[Avodah] If you have an electronic water meter, can you turn on your faucet on Shabbos?
Zev Sero
zev at sero.name
Wed Aug 1 09:41:58 PDT 2012
On 1/08/2012 5:26 AM, Marty Bluke wrote:
> R' Micha Berger wrote:
> "I would be happier if PVWC put the meter on a timer and gave me my water for free on Shabbos. Therefore, helping them bill me is lo nicha lei."
>
> And I would be happier if when I cut off the chicken's head it
> wouldn't die, but it will.
That's a law of nature; it's impossible for it not to die. And in the
iconic example, the bird's death is not lo nicha leih, it's simply
irrelevant to him. He doesn't care whether it lives or dies.
> The same thing applies here, the water company is billing me for usage
> and when I turn on the faucet the meter will record my usage on Shabbos.

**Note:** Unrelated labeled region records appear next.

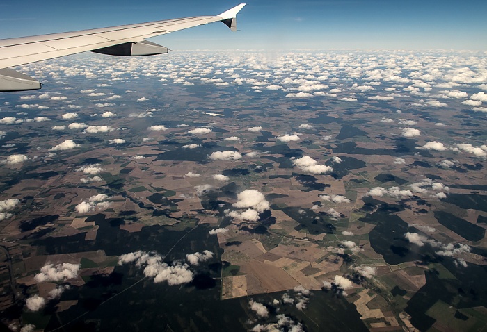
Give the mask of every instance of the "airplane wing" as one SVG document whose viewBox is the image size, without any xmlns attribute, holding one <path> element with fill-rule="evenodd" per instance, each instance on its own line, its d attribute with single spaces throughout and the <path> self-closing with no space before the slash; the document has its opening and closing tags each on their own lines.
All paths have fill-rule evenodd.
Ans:
<svg viewBox="0 0 487 332">
<path fill-rule="evenodd" d="M 9 67 L 91 51 L 103 54 L 142 56 L 168 53 L 167 47 L 145 40 L 215 22 L 237 30 L 241 3 L 216 16 L 196 16 L 110 28 L 0 40 L 0 91 L 40 89 L 35 79 Z"/>
</svg>

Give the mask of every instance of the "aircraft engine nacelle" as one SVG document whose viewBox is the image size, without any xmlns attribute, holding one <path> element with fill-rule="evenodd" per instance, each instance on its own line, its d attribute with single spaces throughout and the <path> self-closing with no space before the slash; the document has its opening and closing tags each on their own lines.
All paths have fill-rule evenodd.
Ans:
<svg viewBox="0 0 487 332">
<path fill-rule="evenodd" d="M 144 40 L 139 42 L 125 42 L 118 45 L 94 49 L 92 52 L 109 56 L 144 56 L 168 53 L 167 47 Z"/>
</svg>

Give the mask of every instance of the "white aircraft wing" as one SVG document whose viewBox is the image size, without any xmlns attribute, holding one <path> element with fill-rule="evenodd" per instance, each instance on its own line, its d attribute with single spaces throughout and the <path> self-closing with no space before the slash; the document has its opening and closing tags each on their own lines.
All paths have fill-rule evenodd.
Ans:
<svg viewBox="0 0 487 332">
<path fill-rule="evenodd" d="M 168 53 L 167 47 L 145 40 L 178 30 L 218 21 L 237 30 L 241 3 L 216 16 L 196 16 L 110 28 L 0 40 L 0 91 L 40 89 L 35 79 L 8 69 L 26 63 L 92 51 L 103 54 L 141 56 Z"/>
</svg>

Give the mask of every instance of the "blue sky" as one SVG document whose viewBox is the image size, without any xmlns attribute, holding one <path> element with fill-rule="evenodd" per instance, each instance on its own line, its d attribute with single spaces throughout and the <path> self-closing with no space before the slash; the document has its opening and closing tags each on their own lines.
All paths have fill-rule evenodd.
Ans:
<svg viewBox="0 0 487 332">
<path fill-rule="evenodd" d="M 408 49 L 487 50 L 485 0 L 246 1 L 232 33 L 215 23 L 152 38 L 172 49 Z M 6 0 L 0 38 L 200 15 L 239 1 Z"/>
</svg>

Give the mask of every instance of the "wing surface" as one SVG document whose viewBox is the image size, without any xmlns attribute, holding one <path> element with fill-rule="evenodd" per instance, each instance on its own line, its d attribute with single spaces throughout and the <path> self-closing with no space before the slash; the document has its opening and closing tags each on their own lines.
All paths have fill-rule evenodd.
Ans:
<svg viewBox="0 0 487 332">
<path fill-rule="evenodd" d="M 3 86 L 2 84 L 2 82 L 6 81 L 3 79 L 5 77 L 10 78 L 6 80 L 6 83 L 9 86 L 16 79 L 15 76 L 10 77 L 10 71 L 3 70 L 9 67 L 86 51 L 99 51 L 98 53 L 124 56 L 167 53 L 166 48 L 146 42 L 145 40 L 218 21 L 223 22 L 234 31 L 237 13 L 244 6 L 245 3 L 241 3 L 216 16 L 195 16 L 109 28 L 0 40 L 0 91 L 24 90 L 15 86 L 13 89 L 8 90 L 8 86 Z M 129 50 L 122 51 L 124 47 L 125 49 L 128 47 Z M 2 88 L 6 90 L 2 90 Z"/>
</svg>

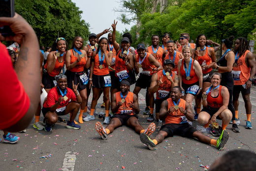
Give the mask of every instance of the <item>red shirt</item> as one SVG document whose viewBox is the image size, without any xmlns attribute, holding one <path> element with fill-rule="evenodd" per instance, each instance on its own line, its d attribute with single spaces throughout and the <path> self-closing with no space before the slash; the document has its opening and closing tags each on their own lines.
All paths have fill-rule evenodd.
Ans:
<svg viewBox="0 0 256 171">
<path fill-rule="evenodd" d="M 6 46 L 0 42 L 0 130 L 4 130 L 24 116 L 30 100 L 13 69 Z"/>
<path fill-rule="evenodd" d="M 74 92 L 68 87 L 66 88 L 66 90 L 67 92 L 66 96 L 68 99 L 65 101 L 62 101 L 59 106 L 58 106 L 57 108 L 66 106 L 67 103 L 68 103 L 68 102 L 69 102 L 69 100 L 70 99 L 72 101 L 75 101 L 76 100 L 76 96 L 75 96 Z M 47 95 L 47 99 L 46 99 L 46 101 L 43 103 L 43 106 L 44 107 L 51 107 L 52 106 L 56 103 L 58 101 L 59 98 L 62 97 L 59 91 L 59 90 L 57 90 L 57 86 L 54 87 L 50 90 Z"/>
</svg>

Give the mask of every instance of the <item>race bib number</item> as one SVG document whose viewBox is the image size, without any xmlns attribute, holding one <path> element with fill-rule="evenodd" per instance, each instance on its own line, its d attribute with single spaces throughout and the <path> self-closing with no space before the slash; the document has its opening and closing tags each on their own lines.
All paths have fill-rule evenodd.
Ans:
<svg viewBox="0 0 256 171">
<path fill-rule="evenodd" d="M 54 86 L 56 86 L 57 85 L 57 81 L 53 80 L 53 83 L 54 84 Z"/>
<path fill-rule="evenodd" d="M 131 114 L 132 113 L 132 110 L 124 110 L 120 111 L 121 114 Z"/>
<path fill-rule="evenodd" d="M 181 116 L 181 121 L 180 123 L 180 124 L 188 122 L 188 119 L 187 118 L 187 117 L 186 117 L 186 116 Z"/>
<path fill-rule="evenodd" d="M 199 86 L 197 85 L 194 85 L 191 87 L 190 87 L 187 89 L 187 93 L 190 93 L 192 95 L 195 95 L 199 90 Z"/>
<path fill-rule="evenodd" d="M 88 78 L 88 77 L 87 76 L 87 75 L 85 73 L 84 73 L 83 74 L 82 74 L 79 76 L 80 77 L 80 79 L 83 82 L 83 84 L 84 85 L 87 84 L 88 83 L 88 81 L 89 79 Z"/>
<path fill-rule="evenodd" d="M 169 92 L 164 90 L 159 90 L 158 91 L 158 97 L 161 99 L 166 98 L 169 94 Z"/>
<path fill-rule="evenodd" d="M 119 79 L 119 81 L 121 81 L 122 79 L 127 78 L 129 77 L 127 70 L 124 70 L 117 73 L 117 75 Z"/>
<path fill-rule="evenodd" d="M 57 112 L 61 112 L 65 110 L 65 109 L 66 106 L 64 106 L 64 107 L 57 108 L 56 111 Z"/>
<path fill-rule="evenodd" d="M 142 70 L 141 73 L 142 74 L 150 76 L 150 71 L 149 70 Z"/>
<path fill-rule="evenodd" d="M 240 70 L 232 70 L 232 77 L 234 79 L 234 81 L 240 80 L 240 74 L 241 74 L 241 71 Z"/>
<path fill-rule="evenodd" d="M 110 76 L 105 76 L 104 77 L 104 81 L 105 81 L 105 87 L 111 86 L 111 78 Z"/>
</svg>

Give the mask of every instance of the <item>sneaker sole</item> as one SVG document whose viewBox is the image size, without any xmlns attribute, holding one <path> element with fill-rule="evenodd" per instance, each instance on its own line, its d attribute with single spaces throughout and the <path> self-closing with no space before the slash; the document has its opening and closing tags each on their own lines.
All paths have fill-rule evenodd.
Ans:
<svg viewBox="0 0 256 171">
<path fill-rule="evenodd" d="M 107 139 L 107 136 L 103 131 L 102 125 L 99 122 L 97 122 L 95 124 L 95 129 L 98 134 L 99 134 L 101 138 L 103 139 Z"/>
<path fill-rule="evenodd" d="M 156 147 L 156 144 L 154 143 L 153 141 L 151 140 L 145 134 L 140 134 L 139 136 L 140 141 L 147 145 L 148 148 L 151 150 L 155 150 L 157 149 Z"/>
<path fill-rule="evenodd" d="M 38 128 L 37 126 L 36 126 L 35 125 L 33 125 L 33 128 L 35 128 L 35 129 L 37 129 L 38 130 L 42 130 L 44 128 L 40 129 L 40 128 Z"/>
<path fill-rule="evenodd" d="M 145 134 L 149 137 L 156 130 L 156 124 L 152 122 L 149 124 L 147 129 L 147 132 Z"/>
<path fill-rule="evenodd" d="M 66 125 L 66 128 L 69 128 L 69 129 L 73 129 L 74 130 L 79 130 L 79 129 L 81 128 L 81 127 L 76 128 L 76 127 L 71 127 L 71 126 L 69 126 L 69 125 Z"/>
<path fill-rule="evenodd" d="M 226 146 L 226 142 L 228 140 L 229 137 L 229 135 L 228 134 L 228 133 L 226 130 L 224 130 L 222 136 L 222 140 L 219 145 L 219 150 L 224 150 L 225 146 Z"/>
</svg>

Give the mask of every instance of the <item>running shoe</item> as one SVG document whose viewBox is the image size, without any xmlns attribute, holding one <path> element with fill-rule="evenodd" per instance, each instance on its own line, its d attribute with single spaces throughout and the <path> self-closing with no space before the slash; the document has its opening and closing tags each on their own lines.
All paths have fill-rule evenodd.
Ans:
<svg viewBox="0 0 256 171">
<path fill-rule="evenodd" d="M 101 138 L 103 139 L 107 139 L 108 136 L 106 130 L 105 129 L 105 127 L 102 127 L 102 125 L 101 125 L 99 122 L 97 122 L 95 124 L 95 129 L 99 134 Z"/>
<path fill-rule="evenodd" d="M 44 126 L 41 123 L 39 122 L 36 122 L 36 123 L 34 123 L 34 124 L 33 125 L 33 128 L 37 129 L 38 130 L 42 130 L 44 128 Z"/>
<path fill-rule="evenodd" d="M 233 130 L 233 131 L 235 133 L 240 133 L 240 129 L 237 126 L 237 125 L 236 124 L 232 124 L 232 129 Z"/>
<path fill-rule="evenodd" d="M 150 139 L 150 138 L 146 135 L 146 134 L 142 133 L 139 135 L 139 138 L 140 139 L 140 141 L 147 145 L 148 148 L 151 150 L 155 150 L 157 149 L 156 147 L 156 144 L 154 141 Z"/>
<path fill-rule="evenodd" d="M 65 123 L 66 122 L 66 120 L 63 119 L 61 117 L 59 116 L 58 117 L 58 122 Z"/>
<path fill-rule="evenodd" d="M 86 116 L 85 118 L 83 118 L 83 120 L 84 120 L 84 121 L 90 121 L 90 120 L 95 120 L 95 117 L 94 116 L 94 115 L 88 115 L 87 116 Z"/>
<path fill-rule="evenodd" d="M 223 130 L 221 136 L 217 139 L 217 147 L 219 150 L 224 150 L 225 146 L 226 145 L 226 142 L 228 139 L 229 135 L 227 131 L 226 130 Z"/>
<path fill-rule="evenodd" d="M 25 129 L 25 130 L 23 130 L 22 131 L 19 131 L 19 133 L 25 133 L 27 132 L 27 130 Z"/>
<path fill-rule="evenodd" d="M 150 113 L 149 115 L 149 117 L 147 118 L 147 120 L 148 122 L 153 122 L 154 121 L 154 115 L 153 114 Z"/>
<path fill-rule="evenodd" d="M 106 116 L 105 119 L 104 119 L 103 124 L 109 124 L 109 116 Z"/>
<path fill-rule="evenodd" d="M 14 143 L 18 141 L 20 137 L 15 136 L 15 134 L 11 134 L 8 133 L 6 137 L 4 137 L 4 136 L 2 136 L 3 138 L 3 142 L 10 143 L 11 144 Z"/>
<path fill-rule="evenodd" d="M 81 126 L 75 124 L 75 122 L 74 121 L 69 122 L 69 121 L 67 121 L 66 125 L 66 128 L 69 129 L 73 129 L 74 130 L 79 130 L 81 128 Z"/>
<path fill-rule="evenodd" d="M 148 107 L 146 107 L 146 108 L 145 109 L 145 110 L 143 112 L 143 115 L 148 115 L 149 114 L 149 113 L 150 112 L 150 109 Z"/>
<path fill-rule="evenodd" d="M 148 127 L 148 128 L 147 128 L 144 132 L 144 134 L 146 134 L 148 136 L 150 136 L 156 130 L 156 124 L 155 123 L 152 122 L 150 124 L 149 124 L 149 126 Z"/>
<path fill-rule="evenodd" d="M 248 121 L 246 121 L 246 125 L 245 126 L 245 128 L 252 129 L 253 127 L 252 127 L 252 122 Z"/>
<path fill-rule="evenodd" d="M 44 127 L 44 131 L 46 132 L 50 132 L 52 131 L 52 126 L 51 124 L 49 124 L 48 123 L 45 124 L 45 127 Z"/>
</svg>

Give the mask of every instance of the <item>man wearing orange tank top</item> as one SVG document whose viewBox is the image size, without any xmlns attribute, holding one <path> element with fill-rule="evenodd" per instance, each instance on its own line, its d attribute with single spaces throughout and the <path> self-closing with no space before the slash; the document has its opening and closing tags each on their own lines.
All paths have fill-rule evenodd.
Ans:
<svg viewBox="0 0 256 171">
<path fill-rule="evenodd" d="M 234 79 L 233 104 L 235 107 L 235 117 L 238 118 L 238 98 L 241 91 L 245 103 L 247 117 L 245 128 L 252 129 L 252 103 L 250 94 L 253 78 L 256 72 L 256 64 L 255 58 L 249 49 L 249 43 L 246 38 L 239 37 L 236 39 L 234 49 L 235 60 L 233 66 L 232 75 Z"/>
</svg>

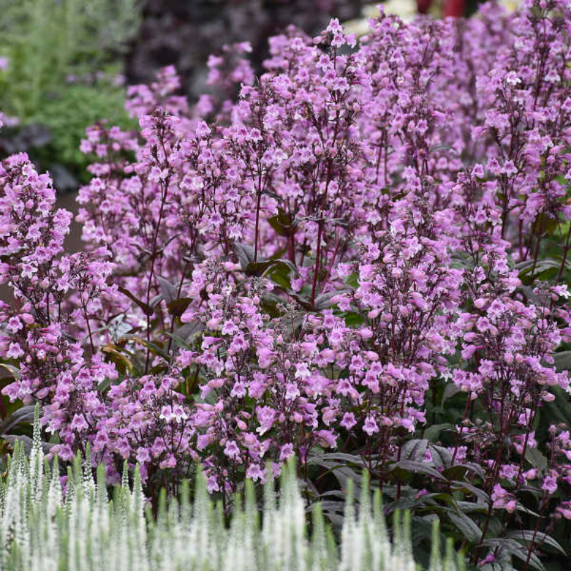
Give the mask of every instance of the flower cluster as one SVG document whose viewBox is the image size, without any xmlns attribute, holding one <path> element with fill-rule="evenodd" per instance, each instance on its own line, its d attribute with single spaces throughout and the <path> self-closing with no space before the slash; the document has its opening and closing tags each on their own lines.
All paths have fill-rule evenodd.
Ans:
<svg viewBox="0 0 571 571">
<path fill-rule="evenodd" d="M 87 130 L 81 254 L 49 178 L 6 159 L 5 393 L 42 401 L 63 458 L 89 442 L 148 486 L 199 460 L 226 497 L 336 448 L 382 485 L 443 389 L 464 414 L 440 450 L 479 467 L 489 520 L 535 480 L 548 501 L 570 485 L 568 430 L 536 434 L 569 391 L 570 22 L 526 0 L 381 13 L 358 46 L 290 28 L 255 81 L 247 45 L 212 59 L 221 100 L 195 106 L 166 68 L 130 89 L 138 133 Z"/>
</svg>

There is no physical law that compels the water company to charge you.
There's no physical reason why it can't give you water for free. It
chooses not to do so, and that decision is definitely lo nicha lach; it
hurts you in the pocket. You understand the decision, but you wish it
had gone the other way.
> When I come to turn on the water faucet on Shabbos, we can't deal with
> hypotheticals but the facts as they are right now and
You've just destroyed the whole concept of "lo nicha leih".
> right now I want
> the meter to record my usage so I will know how much to pay.
No you don't. Right now you *still* want not to have to pay. If the
meter were to stop running you'd be happy, not sad.
--
Zev Sero "Natural resources are not finite in any meaningful
zev at sero.name economic sense, mind-boggling though this assertion
may be. The stocks of them are not fixed but rather
are expanding through human ingenuity."